5'-GACGGATCCGGCTATCCGGGCCCACCTGGTCCTGTCGGTCCAGCTGGAAA-3' (forward primer, with the BamHI site underlined) and 5'-CGAATTCTTAGCCACCACCACAGCAAGGACCAGGGGC-3' (reversed primer, with the EcoRI site underlined). The amplified gene was cloned into the BamHI/EcoRI site of the bacterial expression vector pHisMf . The plasmid pHisMf was designed to express a 6´ His-tag (amino acid sequence MHHHHHH), a short linker (GSG), the mini-fibritin domain (T2-L109), a second linker (GSSGS), thrombin cleavage site (GLVPRGS), and the insert of interest, which could be cloned into the BamHI/EcoRI site. Recombinant insert DNA was verified by Sanger dideoxy DNA sequencing. Two additional residues, Gly and Ser, at the N terminus are necessary for the thrombin cleavage site and were retained after the proteolysis. The GYP triplet was introduced for concentration determination. This sequence deviates from the human sequence, but a GYP triplet is present at the corresponding position in the chicken sequence.
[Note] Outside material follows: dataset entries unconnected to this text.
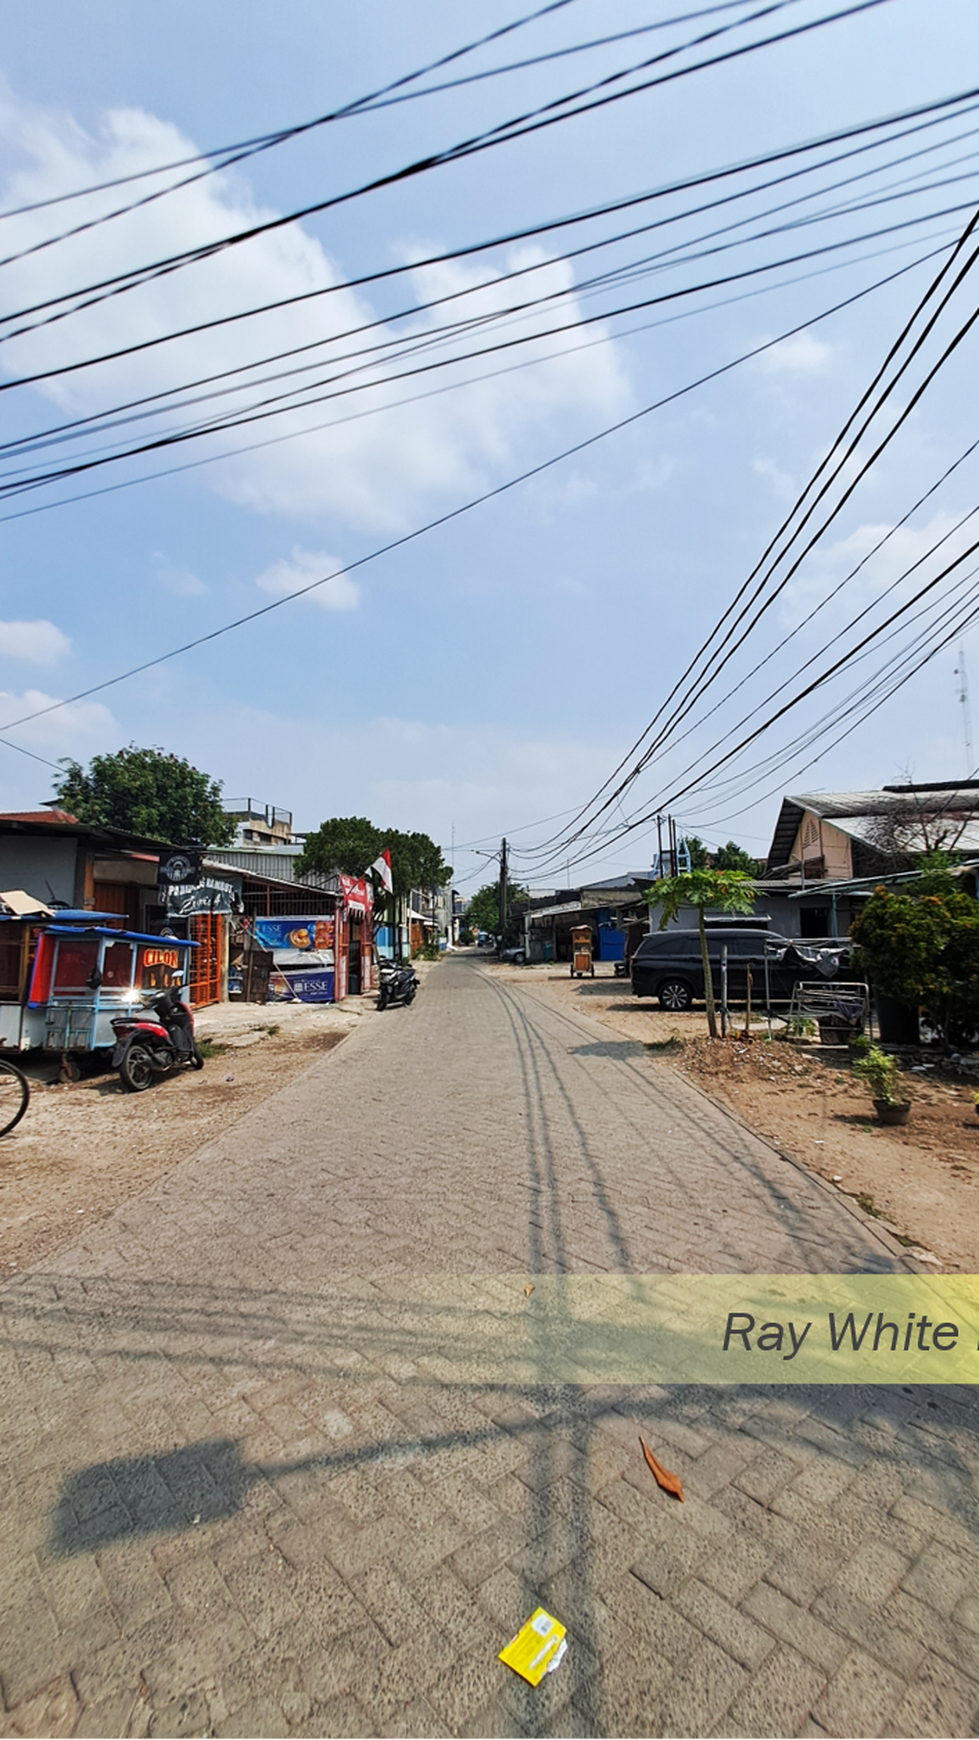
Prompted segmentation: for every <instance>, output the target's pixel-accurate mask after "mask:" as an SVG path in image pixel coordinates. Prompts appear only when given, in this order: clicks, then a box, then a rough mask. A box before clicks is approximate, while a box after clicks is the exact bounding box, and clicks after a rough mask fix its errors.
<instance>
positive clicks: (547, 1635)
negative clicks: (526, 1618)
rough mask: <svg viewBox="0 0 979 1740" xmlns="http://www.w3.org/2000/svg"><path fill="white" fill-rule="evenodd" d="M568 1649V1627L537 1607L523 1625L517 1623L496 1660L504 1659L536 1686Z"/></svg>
mask: <svg viewBox="0 0 979 1740" xmlns="http://www.w3.org/2000/svg"><path fill="white" fill-rule="evenodd" d="M565 1651H567V1627H565V1625H562V1622H560V1620H556V1618H555V1616H553V1615H551V1613H544V1610H543V1608H537V1611H536V1613H532V1615H530V1618H529V1620H527V1623H525V1625H522V1627H520V1630H518V1632H516V1637H513V1639H511V1641H509V1643H508V1644H506V1650H501V1651H499V1660H501V1662H506V1665H508V1667H511V1669H513V1672H515V1674H520V1677H522V1679H527V1681H529V1683H530V1684H532V1686H537V1684H539V1683H541V1679H543V1677H544V1674H553V1670H555V1667H560V1663H562V1662H563V1656H565Z"/></svg>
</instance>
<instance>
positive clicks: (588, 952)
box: [570, 924, 595, 978]
mask: <svg viewBox="0 0 979 1740" xmlns="http://www.w3.org/2000/svg"><path fill="white" fill-rule="evenodd" d="M591 943H593V938H591V926H589V924H576V926H574V929H572V933H570V976H572V978H583V976H584V974H586V973H591V978H595V962H593V957H591Z"/></svg>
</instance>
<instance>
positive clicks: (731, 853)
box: [711, 840, 763, 877]
mask: <svg viewBox="0 0 979 1740" xmlns="http://www.w3.org/2000/svg"><path fill="white" fill-rule="evenodd" d="M711 870H744V875H751V877H758V875H762V870H763V865H762V863H760V861H758V858H751V853H746V851H744V847H743V846H739V844H737V840H729V842H727V846H718V849H716V853H711Z"/></svg>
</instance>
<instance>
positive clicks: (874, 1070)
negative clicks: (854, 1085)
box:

The recombinant proteins were expressed in E. coli JM109(DE3) host strain after IPTG induction (final concentration 1 mM). Purification of the 6´ His-tagged fusion proteins by immobilized metal affinity chromatography on Ni²⁺-Sepharose (Apbiotech, Piscataway, NJ) and separation of the collagen fragment from the 6´ His-tagged carrier protein after thrombin cleavage were carried out as described in ref. 1. Col49Cys₂ was additionally subjected to two cycles of purification on a Macro-Prep Ceramic hydroxyapatite column (Bio-Rad). The protein sample was dialyzed against 50 mM Hepes and 10 mM potassium phosphate (pH 8.0) at 4° C. Before loading the column, the sample was heated for 15 min at 32° C (and completely unfolded), chilled down to 4° C, and kept at this temperature for 3 h to allow the collagen to refold. After that, the sample was loaded on the column (all steps at 4° C) and was step-wise eluted by increasing concentration of potassium phosphate complemented with 50 mM Hepes (pH 8.0). The non-cross-linked and shortened fragments were eluted at 10, 25, and 50 mM potassium phosphate, while the cross-linked material was eluted at 200 mM. The majority (» 90%) of contaminants was removed after the first cycle. Without prior unfolding and refolding, the sample was eluted with all contaminants in 200 mM potassium phosphate showing the tight interaction of collagen triple helix with hydroxyapatite. Thus, only single unfolded or misfolded collagen chains could be eluted at low potassium concentrations. It is known that the refolding of single long collagen chains is very slow and leads to misaligned aggregates; this observation was used to purify cross-linked (Col49Cys₂)₃. The total yield of the purified (Col49Cys₂)₃ out of 1 liter of a bacterial culture medium was 0.5 mg.

The concentrations of proteins were determined by tyrosine absorption in 6 M guanidine hydrochloride.